Apuzzo prese in fitto i locali  dall’Amministrazione provinciale nell’antico Palazzo della Foresteria militare borbonica, poi palazzo della Prefettura Italiana. I lavori iniziarono  l’11 aprile e l’inaugurazione del Gran Caffè venne fatta  il 10 novembre 1864 alla presenza del prefetto Vigliani e del conte Luvara. Tutti si complimentarono con Apuzzo per l’eleganza degli interni, ricchi di specchi, cristalli, stucchi e affreschi,  ma soprattutto per il servizio offerto. Vini e liquori, champagne, gelati, dolci preparati dai migliori pasticcieri e pietanze da cuochi di scuola parigina deliziavano una clientela internazionale.

Il Gran Caffé, antenato del Gambrinus, era già famoso con il primo proprietario, fantasioso imprenditore napoletano, che organizzava sontuose sfilate di Carri di Carnevale che partivano dall’esercizio e festeggiamenti che si protraevano dal 17 gennaio a tutto febbraio. E non badava certo a spese: la concorrenza con il vicino Caffé Europa era spietata, tanto che Vincenzo Apuzzo fu costretto a contrarre pesanti debiti per organizzare eventi sempre più sfarzosi. Tanto pesanti che, dopo la crisi economica e l’epidemia di colera del 1884, un anno dopo il Gambrinus chiuse i battenti.

Il locale rimase chiuso per cinque anni, finché l’Amministrazione provinciale bandi una gara per l’appalto degli appetibilissimi locali.

La gara fu vinta da don Mariano Vacca di Napoli, il proprietario del Gran Caffé Europa, il grande avversario, nonché dell’elegante Caffé all’aperto della Villa Comunale.

I lavori durarono 6 mesi e vennero affidato ad eccellenti artisti dell’epoca. Il 30 ottobre del 1890 vi fu l’inaugurazione del Gran Caffe Gambrinus, dal nome del mitologico re Jan Primus, che si credeva avesse inventato la birra, che poi  divenne Gambrinus. La leggenda vuole che fu l’immaginifico Gabriele D’Annunzio a suggerirlo, ma pare improbabile.

Il nuovo locale, che si trovava in un posto privilegiato: tra via Toledo, Palazzo Reale e il Teatro di San Carlo, di fronte alla Galleria Umberto I e al Salone Margherita, vicino al porto civile e militare e ai numerosi teatri, il Gran Caffé Gambrinus, si propose come epicentro culturale. Divenne così il luogo preferito da intellettuali, nobili e politici.
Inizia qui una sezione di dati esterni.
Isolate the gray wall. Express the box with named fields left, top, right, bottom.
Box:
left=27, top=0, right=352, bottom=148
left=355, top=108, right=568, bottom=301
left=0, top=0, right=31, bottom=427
Una curiosità: Gabriele D’Annunzio, che soggiornò a Napoli una prima volta tra il 1982 e il ’93, vi ritornò nel 1904  e ispirato dalla bellezza delle donne napoletane scrisse il testo della famosissima canzone ‘A vucchella sul marmo di un tavolino del Caffé.
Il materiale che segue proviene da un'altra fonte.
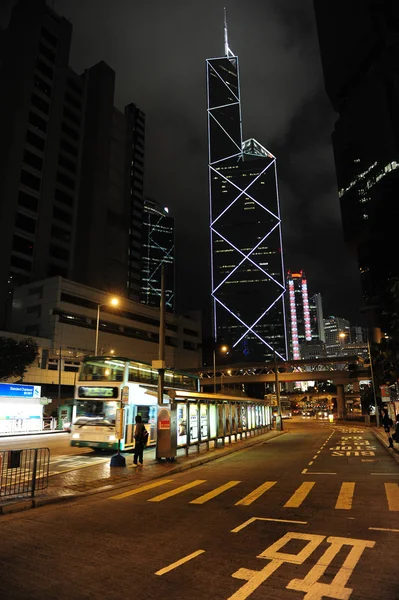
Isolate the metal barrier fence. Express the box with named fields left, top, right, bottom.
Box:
left=0, top=448, right=50, bottom=498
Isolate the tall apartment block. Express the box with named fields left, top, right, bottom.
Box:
left=0, top=0, right=144, bottom=324
left=324, top=317, right=350, bottom=356
left=207, top=24, right=287, bottom=361
left=314, top=0, right=399, bottom=327
left=140, top=198, right=175, bottom=312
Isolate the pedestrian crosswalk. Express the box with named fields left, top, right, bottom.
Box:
left=110, top=479, right=399, bottom=511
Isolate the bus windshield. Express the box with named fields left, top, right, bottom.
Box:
left=75, top=400, right=117, bottom=424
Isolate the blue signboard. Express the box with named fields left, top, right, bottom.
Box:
left=0, top=383, right=41, bottom=398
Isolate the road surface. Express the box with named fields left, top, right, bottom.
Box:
left=0, top=421, right=399, bottom=600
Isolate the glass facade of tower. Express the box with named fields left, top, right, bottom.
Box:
left=207, top=54, right=287, bottom=362
left=287, top=271, right=314, bottom=360
left=140, top=199, right=175, bottom=311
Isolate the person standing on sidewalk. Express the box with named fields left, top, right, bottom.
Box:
left=381, top=408, right=393, bottom=448
left=133, top=415, right=145, bottom=467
Nel 1922 la gestione del Gambrinus  passò ai fratelli Esposito.

Nel 1938  il prefetto di Napoli Giovanni Marziale ridimensionò i locali a causa del disturbo arrecato ai vicini dall’orchestrina femminile che suonava nella “mescita”, cedendoli a una banca e ad altri negozi.

Lo storico locale passò ai fratelli Laganà e nel dopoguerra ai fratelli Castaldi, e infine nel 1957 venne rilevato da Michele Sergio. Attualmente è gestito dai figli Arturo e Alberto.

Da subito la famiglia Sergio si adoperò per riavere gli spazi originari  riuscendo a riottenenere i locali dalla Prefettura di Napoli solo nel 2001.

Ritrovati gli antichi spazi, con la gestione del fratelli Sergio, intelligente e consapevole dei fasti di un glorioso passato, il Gran Caffè Gambrinus è tornato ad essere uno dei poli attrattivi di Napoli, una tappa imperdibile in una città unica al mondo.